“Mao ve onun izinden giden Kamboçyalı komünist diktatör Pol Pot’un ortak özelliği, eğitimli kişilerden nefret etmeleriydi. Mao, akademik eğitim alan doktorlardan nefret edip, hepsini Batı ajanı olarak suçlamış, hastâneleri, akupunktur denilen ilkel yöntemle tedâvi etmeye çalışan eğitimsiz kişilerle doldurmuştu. Dolayısıyla, kısa sürede milyonlarca kişi ölünce, geri adım atmıştı. Ama yine de eğitimli kişileri aşağılamaktan geri durmamıştı.
Pol Pot’un yaptıkları ise daha da uç boyutlardaydı. Bütün üniversite me’zûnlarını tarlalarda çalışmak zorunda bırakmış ve milyonlarca insanı öldürmüştü. Öyle ki, kot pantolon giymek bile Batı ajanı olarak suçlanıp, öldürülmeniz için yeterliydi.
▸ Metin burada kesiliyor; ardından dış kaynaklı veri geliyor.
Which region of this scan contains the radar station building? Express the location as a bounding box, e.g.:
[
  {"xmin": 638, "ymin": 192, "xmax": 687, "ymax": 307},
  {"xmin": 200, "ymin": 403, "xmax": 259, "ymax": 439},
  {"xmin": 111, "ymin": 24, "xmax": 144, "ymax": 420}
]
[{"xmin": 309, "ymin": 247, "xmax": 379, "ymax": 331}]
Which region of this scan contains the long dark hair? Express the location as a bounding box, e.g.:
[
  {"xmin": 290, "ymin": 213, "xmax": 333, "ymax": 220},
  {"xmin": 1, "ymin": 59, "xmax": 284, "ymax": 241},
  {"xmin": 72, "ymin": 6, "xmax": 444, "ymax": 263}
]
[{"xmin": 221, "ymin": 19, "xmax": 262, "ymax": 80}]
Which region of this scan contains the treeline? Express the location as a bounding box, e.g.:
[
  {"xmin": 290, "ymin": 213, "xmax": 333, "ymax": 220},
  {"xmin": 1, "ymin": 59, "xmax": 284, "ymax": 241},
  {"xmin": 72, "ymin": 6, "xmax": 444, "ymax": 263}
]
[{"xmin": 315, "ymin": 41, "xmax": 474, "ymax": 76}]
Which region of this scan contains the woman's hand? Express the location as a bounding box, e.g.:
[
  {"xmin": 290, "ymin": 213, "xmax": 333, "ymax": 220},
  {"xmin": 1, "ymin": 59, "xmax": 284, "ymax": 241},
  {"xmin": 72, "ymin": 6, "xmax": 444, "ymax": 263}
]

Maâlesef, Türkiye’de de son yıllarda eğitimli olmaya yönelik benzeri bir bakış yükseliyor. Kimisi adâlet (!) adı altında, ülkede herkesin aynı ücreti alması gerektiğini savunurken, kimisi öğretmen, mühendis ya da doktorla, asgârî ücretle çalışan biri arasında ne fark olduğunu sorabiliyor. Kimisi hemşîrelerin ya da sağlık çalışanlarının da kısa süreli bir eğitimin ardından doktor yapılabileceğini savunurken; kimisi de öğretmenlerin yan gelip yatarak para kazandığını söyleyebiliyor.
Bugün Türkiye’de 90 bin öğretmen, kadro sâhibi olmadan, “ücretli” sınıfında ve aşağı yukarı asgârî ücretin yarısı kadar ücret alıyor. Ödenen sigorta primleri ise 180 günü bile bulmuyor. Özel okullardaki, dershânelerdeki durumlar ortada. Asgârî ücretin az biraz üzerinde çalışan on binlerce öğretmen. Sanki birileri, ülkenin genelinde çalışan insanların ücretlerini asgârî ücrete çekmek istiyor. Bunu eşitlik ya da adâlet sanan birçok geri zekâlı da buna çanak tutuyor. Ülke, hiçbir iş güvencesi olmayan, yarınını düşünemeyen, planlayamayan milyonların ülkesi olmaya doğru gidiyor.
Bunun tehlikeleri üzerinde konuşmak, Türkiye açısından en önemli konu olmalı.”